Граждане Флоренции, со своей стороны, были подавлены своевольным назначением Франциска и выказывали всяческое нерасположение к австрийским военным, презрительно именуя их не иначе как «лотарингцами». Новые военные заметно отличались от тактичных испанцев и вскоре начали активно вмешиваться в жизнь города, вытесняя флорентийцев с влиятельных административных постов. Символическая оккупация утратила свой формальный характер и начала вызывать все большее неудовольствие местных жителей. Посетивший Флоренцию в 1739 году французский ученый Шарль де Боссе отмечает: «Тосканцы отдали бы две трети своих богатств за возвращение Медичи, а оставшуюся треть — за удаление лотарингцев. Они ненавидят их». Публичные торжества, какими встречали некогда Медичи, подверглись запрету. Это был удар по всему, чем так дорожили флорентийцы, — по их уникальной истории, завоеваниям, традициям. Раньше этими общественными празднествами отмечали день рождения Козимо Pater Patriae, восхождение Джулио де Медичи на папский престол в качестве Климента VII, избрание синьорией Козимо I первым великим герцогом Тосканы. Австрийский военный отряд закрепился в Фортецца да Бассо, артиллерия, защищавшая Флоренцию, была передислоцирована к зубчатым стенам, окружающим город.
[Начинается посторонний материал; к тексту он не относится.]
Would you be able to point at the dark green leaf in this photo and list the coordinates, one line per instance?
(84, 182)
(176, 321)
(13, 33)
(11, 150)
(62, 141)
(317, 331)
Жан Гастон был теперь едва ли не единственным представителем рода Медичи. Его невестка принцесса Виоланта умерла, правда, здравствовала еще проживающая в палаццо Питти старшая сестра курфюрстина Анна Мария Луиза. Ей сейчас было далеко за семьдесят: престарелая дама, защищающая достоинство семьи. Невзирая на запрет Жана Гастона, она приходила к нему в апартаменты и энергично наставляла немощного великого герцога на путь истинный. Жан Гастон умирал долго и медленно, но никто (в том числе и он сам) не сомневался, что он действительно умирает. В конце концов Анне Марии Луизе удалось привести брата в лоно веры, которую он отвергал на протяжении всей жизни. Ослабевшими руками великий герцог поднял к посеревшему, с клочковатой бородой лицу распятие и прошептал: «Sic transit gloria mundi» («Так проходит слава мира»). 9 июля 1737 года, после тринадцати лет постыдного царствования, он умер. У него была возможность оставить Тоскану в лучшем состоянии, нежели он нашел ее после многолетней тирании Козимо III, но его полное — во всех смыслах — бессилие привело к тому, что великое герцогство утратило свою независимость. Так ушел из жизни последний правитель Флоренции из рода Медичи.